Influenciado pelo Projeto de Lei que corre na Câmara, em janeiro deste ano, o site do Governo Federal trouxe a público a alteração no termo “auto de resistência” para “homicídio decorrente de oposição à violência policial” — mudança que foi acatada pelas Polícias Civil e Federal. Embora ela contenha em si relativa carga simbólica, como observa o professor de Criminologia da Faculdade de Direito da USP, Maurício Dieter, conta-se ainda que a resolução sirva de pêndulo para alterar a estrutura ou pano de fundo dessas instituições policiais, e não que paire apenas como etiqueta sem resultado prático. “Ainda assim”, diz Dieter, “o novo termo proposto segue tecnicamente equivocado, já que não existe a possibilidade de justificar o homicídio com base em oposição à polícia”. A única justificativa possível seria somente, pois, a constatação de legítima defesa.
A estrutura de entidades policiais, por assim dizer, deve permanecer intocável a não ser que o efeito simbólico da alteração seja capaz de remexer as burocracias institucionais. Mas a construção histórica, como se sabe, demanda tempo para ser desarranjada. “Esses autos”, expõe Dieter, “sinalizam a persistência da forma jurídica de racionalização burocrática da morte produzida pelos agentes do sistema de justiça criminal (Polícia, Ministério Público, Judiciário)”, algo que, em seu ver, segue uma lógica acirrada com o regime político instaurado no Brasil em 1964.
A violência como prática institucional não é novidade. A força policial brasileira é a que mais mata no mundo, segundo dados da Anistia Internacional referentes a 2012. Diminuindo a amostra, regionalmente, a Polícia Militar de São Paulo está entre as mais letais do país. Em 2015, por exemplo, de cada quatro homicídios ocorridos na capital paulista, um era fruto do disparate de uma arma militar.

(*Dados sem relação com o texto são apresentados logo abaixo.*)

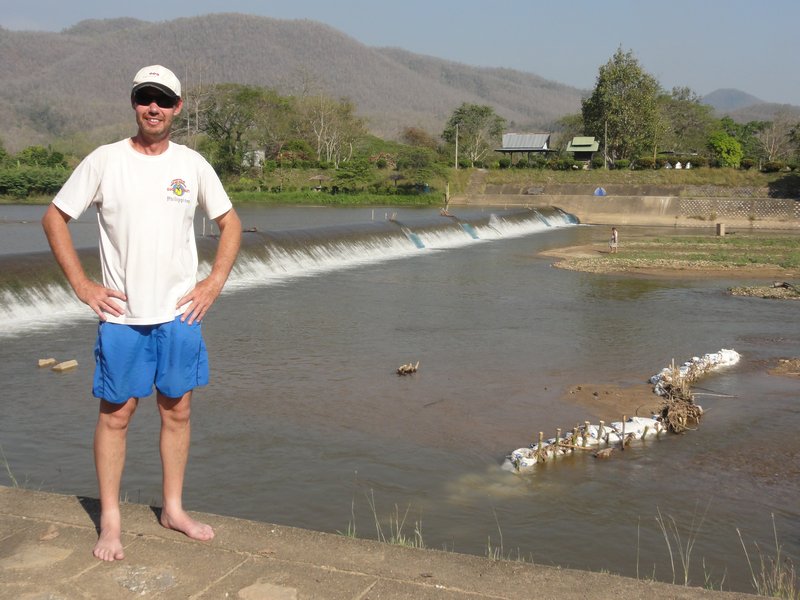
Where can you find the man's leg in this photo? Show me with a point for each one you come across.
(109, 459)
(175, 439)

Segundo o estudo “Violência policial em São Paulo – 2001‐2011”, sistematizado pela pesquisadora Viviane de Oliveira Cubas e parte integrante do 5º Relatório nacional sobre os Direitos Humanos no Brasil do NEV, no período analisado, policiais militares e civis em serviço fizeram 5591 vítimas fatais em “ações de resistência” no Estado de São Paulo.

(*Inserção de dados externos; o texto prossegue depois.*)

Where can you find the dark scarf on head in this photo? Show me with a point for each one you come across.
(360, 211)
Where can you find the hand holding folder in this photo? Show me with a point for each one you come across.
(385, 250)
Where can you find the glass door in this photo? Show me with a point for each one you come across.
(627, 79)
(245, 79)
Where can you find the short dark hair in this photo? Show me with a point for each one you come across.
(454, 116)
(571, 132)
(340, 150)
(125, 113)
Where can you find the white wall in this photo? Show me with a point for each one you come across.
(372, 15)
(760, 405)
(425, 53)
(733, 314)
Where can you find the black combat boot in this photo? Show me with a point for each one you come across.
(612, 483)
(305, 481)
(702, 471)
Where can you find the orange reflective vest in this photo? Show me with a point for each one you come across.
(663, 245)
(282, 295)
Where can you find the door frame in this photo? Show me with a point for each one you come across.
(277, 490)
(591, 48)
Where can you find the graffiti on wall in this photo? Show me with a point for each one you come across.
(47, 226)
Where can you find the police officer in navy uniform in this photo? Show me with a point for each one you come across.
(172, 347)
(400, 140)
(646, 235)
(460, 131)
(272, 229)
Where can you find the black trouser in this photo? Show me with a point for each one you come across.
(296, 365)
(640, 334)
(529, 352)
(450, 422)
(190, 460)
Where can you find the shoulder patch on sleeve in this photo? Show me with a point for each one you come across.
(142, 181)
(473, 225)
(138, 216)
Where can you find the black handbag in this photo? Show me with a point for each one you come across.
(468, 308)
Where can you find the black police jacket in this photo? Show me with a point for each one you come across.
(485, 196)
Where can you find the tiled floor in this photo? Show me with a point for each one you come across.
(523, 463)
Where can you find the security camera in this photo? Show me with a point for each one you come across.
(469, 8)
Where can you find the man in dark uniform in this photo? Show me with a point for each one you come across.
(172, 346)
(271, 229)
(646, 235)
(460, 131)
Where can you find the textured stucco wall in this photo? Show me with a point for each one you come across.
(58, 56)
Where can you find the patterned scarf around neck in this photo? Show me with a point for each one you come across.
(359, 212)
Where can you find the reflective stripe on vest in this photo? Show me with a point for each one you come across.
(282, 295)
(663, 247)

Repousada no meio social, que encontra nos autos de resistência a sua face mais obscura e desfigurada, a “violência permitida” revela a sua ampla dimensão em analisar as próprias ações policiais. Se, por um lado, atos de execução são promovidos amiúde e frutos dessa estrutura histórica — que tem como pobres e negros suas vítimas preferenciais —, por outro, policiais são apenas a ponta do iceberg. “Um instrumento de controle social que, inclusive, é embrutecido na rotina diária para agir nesse sentido”, como pontua Assumpção. Há sim, segundo ele, uma cultura de violência, mas que não é de gestão exclusiva de agentes estatais, como os que vestem fardas e andam armados. Ela está tácita, “enraizada na população, e é respaldada pelo Estado com ações sistemáticas dos governos federal e estadual”, afirma.